Vanaf circa 7 jaar tot plusminus 14 jaar zijn kinderen toe aan een stevige jeugdfiets. Deze heeft een wielmaat van 20 to 26 inch. Crossfietsen zijn bij kinderen ook erg populair, maar voldoen in de praktijk vaak niet aan de wettelijke eisen op het gebied van reflectie.
0
1
2
3
4
5
- Gemiddelde waardering: 0/5 - (0 Stemmen) Categorie:Welke fiets is precies geschikt voor u? Tags:Een fiets kiezen Fietsen heb je in allerlei soorten vormen en maten maar welke fiets is precies geschikt voor u en wat zijn precies de voor en nadelen en de verschillen?

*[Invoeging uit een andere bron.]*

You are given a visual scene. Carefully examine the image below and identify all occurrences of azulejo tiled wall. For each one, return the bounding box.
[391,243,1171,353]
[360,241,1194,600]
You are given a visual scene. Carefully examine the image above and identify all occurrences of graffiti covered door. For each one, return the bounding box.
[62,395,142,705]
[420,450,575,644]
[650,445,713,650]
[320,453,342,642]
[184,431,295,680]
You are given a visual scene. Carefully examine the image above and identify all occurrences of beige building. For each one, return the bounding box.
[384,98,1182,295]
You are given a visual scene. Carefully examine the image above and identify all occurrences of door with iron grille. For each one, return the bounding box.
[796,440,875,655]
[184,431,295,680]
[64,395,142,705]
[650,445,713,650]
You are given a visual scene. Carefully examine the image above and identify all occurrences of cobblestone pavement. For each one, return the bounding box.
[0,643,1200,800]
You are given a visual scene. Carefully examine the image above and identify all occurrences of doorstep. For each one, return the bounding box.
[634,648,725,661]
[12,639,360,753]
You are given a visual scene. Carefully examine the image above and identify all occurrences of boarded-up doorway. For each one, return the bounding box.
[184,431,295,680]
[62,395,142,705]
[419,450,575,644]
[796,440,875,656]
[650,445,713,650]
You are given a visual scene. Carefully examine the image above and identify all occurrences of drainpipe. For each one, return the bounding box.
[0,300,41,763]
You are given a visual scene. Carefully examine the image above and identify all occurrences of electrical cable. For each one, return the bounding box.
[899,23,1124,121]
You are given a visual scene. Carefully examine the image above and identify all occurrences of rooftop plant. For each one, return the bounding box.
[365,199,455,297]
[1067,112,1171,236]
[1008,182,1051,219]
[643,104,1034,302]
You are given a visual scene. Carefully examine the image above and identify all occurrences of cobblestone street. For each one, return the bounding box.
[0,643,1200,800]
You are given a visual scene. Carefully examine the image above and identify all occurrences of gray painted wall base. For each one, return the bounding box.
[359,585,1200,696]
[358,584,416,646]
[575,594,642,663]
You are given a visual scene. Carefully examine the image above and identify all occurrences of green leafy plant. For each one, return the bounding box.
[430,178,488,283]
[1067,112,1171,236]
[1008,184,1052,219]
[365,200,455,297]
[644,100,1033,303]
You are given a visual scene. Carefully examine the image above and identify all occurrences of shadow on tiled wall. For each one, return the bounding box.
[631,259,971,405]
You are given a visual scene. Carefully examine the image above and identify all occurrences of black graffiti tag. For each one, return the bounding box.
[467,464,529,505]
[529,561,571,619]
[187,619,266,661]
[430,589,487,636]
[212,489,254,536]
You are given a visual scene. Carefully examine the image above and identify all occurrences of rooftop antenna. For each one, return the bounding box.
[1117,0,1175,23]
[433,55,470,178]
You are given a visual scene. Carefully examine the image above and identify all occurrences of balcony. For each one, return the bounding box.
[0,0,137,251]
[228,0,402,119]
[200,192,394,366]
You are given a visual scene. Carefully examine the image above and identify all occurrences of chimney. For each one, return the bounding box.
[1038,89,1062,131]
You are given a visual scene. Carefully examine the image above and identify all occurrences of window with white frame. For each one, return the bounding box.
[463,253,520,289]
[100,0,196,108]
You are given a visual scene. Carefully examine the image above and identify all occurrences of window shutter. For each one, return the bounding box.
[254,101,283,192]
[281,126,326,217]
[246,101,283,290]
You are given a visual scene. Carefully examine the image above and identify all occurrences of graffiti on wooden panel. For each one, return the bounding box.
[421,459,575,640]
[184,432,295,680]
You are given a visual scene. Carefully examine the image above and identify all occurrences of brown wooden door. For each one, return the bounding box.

Veilig je dure fiets parkeren Das sicherste Fahrradschloss der Welt (TV-Spot)
Veilig je dure fiets parkeren
Als we het reclamefilmpje van de Duitse electronica website Conrad mogen geloven, hoef je nooit meer bang te zijn dat je carbon raspaardje gestolen wordt.
Het volgens Conrad 'veiligste fietsslot' ooit is in ieder geval innovatief te noemen. Als je de afstandsbediening maar niet kwijtraakt!
Blijf altijd op de hoogte van de ontwikkelingen op KimTube.nl. Krijg als eerste te horen wanneer er nieuwe filmpjes van Kim en haar geile vriendinnen online zijn!
klik Gratis Kim Holland Film en vul jouw email-adres in en je krijgt een gratis Kim Holland film kado!